There's also a book of 8 lace, turtleback patterns on Annie's, just search for turtleback. 
If you crochet, Lion Brand has a great turtleback pattern and there are a pair of crocheted "summer" turtleback jackets on Annie's Attic.


----------



## MaryE. (Feb 16, 2011)

Free turtleback sweater pattern link corrected and copy of original pattern: 
The forum software will NOT allow this link to be posted correctly because it is two links strung together and they are too long to be shown on one line as far as the forum software is concerned. I'm posting the link on two lines that you need to get back into one line for it to work. If you are interested and need help, PM me.
I'm also posting a download of the original pattern. It is a copyright no, no, but it was a free pattern posted by Creative Corner, a site that is no longer active. Iponsford posted a scan of her pattern but the original has such a nice a photo, that it's much easier to see how the pattern should look. I included some of the comments made by Iponsford about the pattern, good info if/when you make the pattern.
This is the information about the Creatice Corner site where the pattern was originally posted: 
Conventional Mailing Address: Creative Corner, 332 Fifth Street, West Des Moines, Iowa 50265-4623. Telephone: In-State Local (IA): (515) 255-7262. Toll free: 1-800-277-8427. FAX: 515-255-1762. [email protected]
To give credit where it's due, the link to the original copy of the pattern was found by RHRandle and posted to the forum here: http://www.knittingparadise.com/t-41031-6.html
I have an active copy of the link to the original on the download. If you would like to go to the site yourself, click on it in the download and you'll be taken directly to the site. You can also copy it from the download and paste it in your browser.


----------



## Lovemygreys (Apr 4, 2011)

MaryE. said:


> Turtleback Sweaters: There is a fancier version of this shrug called a turtleback sweater and there is one posted here by a forum member, Iponsford: http://www.knittingparadise.com/t-41031-1.html
> This is the free Turtleback pattern that Iponsford used for her sweater: It looks like 2 links strung together, and may well be, but it will work just as it's written if you copy the whole thing and paste it into your browser. For some reason, the forum picks up this address incorrectly and makes only parts of it active. You need to copy from the 1st "http://" to the 2nd "html" then paste it into your browser. The link is the entire next "paragraph.
> 
> A friend of mine just finished the ribbed one and it came out stunning. It has more ruffled edge than the picture shows. I am planning on doing the lacier one."
> ...


----------



## Lovemygreys (Apr 4, 2011)

My message did not come out the way I wanted it to. Anyway the ribbed one my friend did was beautiful. I bought my pattern through Annies Attic. I know there is a book out that has them too. I liked these better.


----------



## MaryE. (Feb 16, 2011)

Lovemygreys said:


> My message did not come out the way I wanted it to. Anyway the ribbed one my friend did was beautiful. I bought my pattern through Annies Attic. I know there is a book out that has them too. I liked these better.
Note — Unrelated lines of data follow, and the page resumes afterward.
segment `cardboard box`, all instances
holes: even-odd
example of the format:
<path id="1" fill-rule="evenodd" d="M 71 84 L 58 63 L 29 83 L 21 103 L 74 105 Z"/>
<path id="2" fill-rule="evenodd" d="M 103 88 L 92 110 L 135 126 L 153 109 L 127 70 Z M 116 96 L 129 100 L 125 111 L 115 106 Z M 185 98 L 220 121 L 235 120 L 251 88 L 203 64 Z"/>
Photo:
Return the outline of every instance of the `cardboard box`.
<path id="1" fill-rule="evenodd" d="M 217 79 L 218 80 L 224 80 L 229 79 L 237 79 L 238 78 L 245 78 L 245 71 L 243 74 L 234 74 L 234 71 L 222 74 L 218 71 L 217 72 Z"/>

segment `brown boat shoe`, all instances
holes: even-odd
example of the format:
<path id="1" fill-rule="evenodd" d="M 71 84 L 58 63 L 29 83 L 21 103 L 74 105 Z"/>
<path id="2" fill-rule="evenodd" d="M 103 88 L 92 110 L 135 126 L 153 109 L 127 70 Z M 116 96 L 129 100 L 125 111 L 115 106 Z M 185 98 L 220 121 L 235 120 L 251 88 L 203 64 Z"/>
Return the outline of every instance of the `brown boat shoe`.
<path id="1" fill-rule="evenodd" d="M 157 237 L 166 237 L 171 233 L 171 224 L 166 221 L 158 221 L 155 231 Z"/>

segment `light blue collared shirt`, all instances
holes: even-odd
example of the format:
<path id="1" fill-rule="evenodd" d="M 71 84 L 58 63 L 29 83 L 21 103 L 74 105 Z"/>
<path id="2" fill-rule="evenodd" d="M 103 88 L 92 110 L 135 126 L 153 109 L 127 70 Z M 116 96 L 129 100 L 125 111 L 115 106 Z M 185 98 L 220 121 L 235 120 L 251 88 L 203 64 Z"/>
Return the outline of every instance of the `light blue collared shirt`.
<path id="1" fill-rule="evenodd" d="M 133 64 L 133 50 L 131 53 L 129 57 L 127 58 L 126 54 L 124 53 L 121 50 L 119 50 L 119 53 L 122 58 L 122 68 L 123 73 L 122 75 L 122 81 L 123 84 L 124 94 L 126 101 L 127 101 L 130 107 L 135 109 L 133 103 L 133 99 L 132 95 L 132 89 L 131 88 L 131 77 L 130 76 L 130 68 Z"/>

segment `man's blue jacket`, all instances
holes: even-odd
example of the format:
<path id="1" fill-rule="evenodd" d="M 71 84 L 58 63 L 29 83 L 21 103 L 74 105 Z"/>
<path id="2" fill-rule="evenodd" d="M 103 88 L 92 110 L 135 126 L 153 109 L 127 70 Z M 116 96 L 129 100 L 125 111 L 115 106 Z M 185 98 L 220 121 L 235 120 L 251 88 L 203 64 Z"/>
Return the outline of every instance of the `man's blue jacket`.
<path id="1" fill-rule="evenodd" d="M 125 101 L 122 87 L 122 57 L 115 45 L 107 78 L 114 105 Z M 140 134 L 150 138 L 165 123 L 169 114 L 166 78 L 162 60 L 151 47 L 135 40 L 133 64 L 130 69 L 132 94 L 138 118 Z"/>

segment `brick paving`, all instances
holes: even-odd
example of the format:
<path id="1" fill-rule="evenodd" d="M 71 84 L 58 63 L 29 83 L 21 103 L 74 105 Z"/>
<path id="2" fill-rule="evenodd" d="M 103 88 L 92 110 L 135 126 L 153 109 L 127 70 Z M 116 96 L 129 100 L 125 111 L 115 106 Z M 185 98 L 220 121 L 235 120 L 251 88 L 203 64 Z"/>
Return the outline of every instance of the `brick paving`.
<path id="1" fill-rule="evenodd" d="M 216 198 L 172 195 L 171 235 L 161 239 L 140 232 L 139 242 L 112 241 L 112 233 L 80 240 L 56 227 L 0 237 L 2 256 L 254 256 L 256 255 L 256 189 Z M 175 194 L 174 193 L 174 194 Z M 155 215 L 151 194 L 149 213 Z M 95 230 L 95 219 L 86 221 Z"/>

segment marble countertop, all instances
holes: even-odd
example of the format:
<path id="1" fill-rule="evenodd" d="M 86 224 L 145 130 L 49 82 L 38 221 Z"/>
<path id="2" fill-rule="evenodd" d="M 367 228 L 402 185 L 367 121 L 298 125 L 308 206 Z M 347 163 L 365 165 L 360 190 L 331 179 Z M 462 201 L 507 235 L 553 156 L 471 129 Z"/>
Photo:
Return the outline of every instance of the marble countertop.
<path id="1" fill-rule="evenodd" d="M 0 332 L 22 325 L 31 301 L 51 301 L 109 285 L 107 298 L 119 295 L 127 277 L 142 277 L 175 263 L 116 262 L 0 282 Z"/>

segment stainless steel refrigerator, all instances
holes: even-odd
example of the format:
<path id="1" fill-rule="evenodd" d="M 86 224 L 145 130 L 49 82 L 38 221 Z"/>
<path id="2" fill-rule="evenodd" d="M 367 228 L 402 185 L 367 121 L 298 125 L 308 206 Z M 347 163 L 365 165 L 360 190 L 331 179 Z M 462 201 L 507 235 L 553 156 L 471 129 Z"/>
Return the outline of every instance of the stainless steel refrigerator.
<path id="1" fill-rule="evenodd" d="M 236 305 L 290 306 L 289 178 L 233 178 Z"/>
Here's the Annie's Attic link that I posted about 4 messages up from this one, the one with the pictures: http://www.anniesattic.com/detail.html?prod_id=74662
While you are on Annie's Attic web site, if you type the term turtleback into the search box, the book will come up in the search. It's realatively inexpensive. 
If you like circular-types of jackets/sweaters, please check the links I posted for them in the links section of the forum. There are quite a few of them: http://www.knittingparadise.com/t-41830-1.html
In that links post, I give the Amazon link for a fantastic book with a lot circle jacket patterns. It isn't inexpensive but it has a lot of patterns, some with very different looks. You can see most of them on Ravelry. Type in a search for circle jackets. If you want only knitting patterns, be sure to select knitting before you search.
I just found another pattern like the turtlebacks. It's a free pattern from Crystal Palace. Unlike most of the turtlebacks, it's sleeveless. Best of all, it shows it in various stages of completion so you can see how it's constructed. http://www.straw.com/cpy/patterns/baby-child/CotTwirl-balletshrug.html


----------